Chemical Dice Integrator — Conversational Molecular Embedding Platform

CDI Bot is a fully containerised, LLM-powered web application that gives researchers and chemists a natural-language interface to the Chemical Dice Integrator (CDI).

[!TIP] Watch the CDI Bot in action:

CDI's core embedding pipeline exists as a Python library and a REST API, but lacked any accessible interface for non-programmer users. Researchers needed to write code to generate embeddings, understand API contracts, and manually manage files. The goal was to eliminate that friction entirely:

  • Allow any researcher to generate molecular embeddings by simply typing in natural language or uploading a spreadsheet

  • Remove dependency on a locally installed Ollama instance — the LLM runs inside the container, making deployment a single command on any machine

  • Provide a microservice interface so ML pipelines can call the CDI API programmatically without the chat layer

How We Built It

Architecture — Three services managed by Supervisor inside one Docker image: Ollama (LLM server, port 11434), FastAPI backend (port 8001), and Streamlit frontend (port 8501). Ollama starts first; FastAPI waits for its health check; Streamlit starts after a brief delay.
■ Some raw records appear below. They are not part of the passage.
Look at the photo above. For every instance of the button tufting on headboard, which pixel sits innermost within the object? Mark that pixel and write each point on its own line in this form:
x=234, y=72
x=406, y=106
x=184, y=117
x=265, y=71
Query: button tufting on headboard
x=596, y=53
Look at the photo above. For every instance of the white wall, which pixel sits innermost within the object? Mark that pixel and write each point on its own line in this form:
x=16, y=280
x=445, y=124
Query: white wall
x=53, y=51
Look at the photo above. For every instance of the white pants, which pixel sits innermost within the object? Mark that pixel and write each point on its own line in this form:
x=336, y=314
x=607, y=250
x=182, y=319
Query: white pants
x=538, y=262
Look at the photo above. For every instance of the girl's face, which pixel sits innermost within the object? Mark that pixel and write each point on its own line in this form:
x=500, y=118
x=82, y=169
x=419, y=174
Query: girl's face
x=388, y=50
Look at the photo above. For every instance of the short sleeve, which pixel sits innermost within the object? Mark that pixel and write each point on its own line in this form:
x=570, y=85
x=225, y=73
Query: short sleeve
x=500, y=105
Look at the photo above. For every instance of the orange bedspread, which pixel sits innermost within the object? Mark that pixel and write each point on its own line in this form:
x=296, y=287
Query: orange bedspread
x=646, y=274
LLM Pipeline — Every user message triggers two sequential Ollama calls. Step 1 generates a natural-language conversational reply using a CDI-specific system prompt with few-shot examples. Step 2 is a near-deterministic intent classifier (temperature 0.05) that outputs a structured JSON object with fields intent (run_file | run_smiles | chat) and smiles. No regex or keyword lists — the LLM does all parsing.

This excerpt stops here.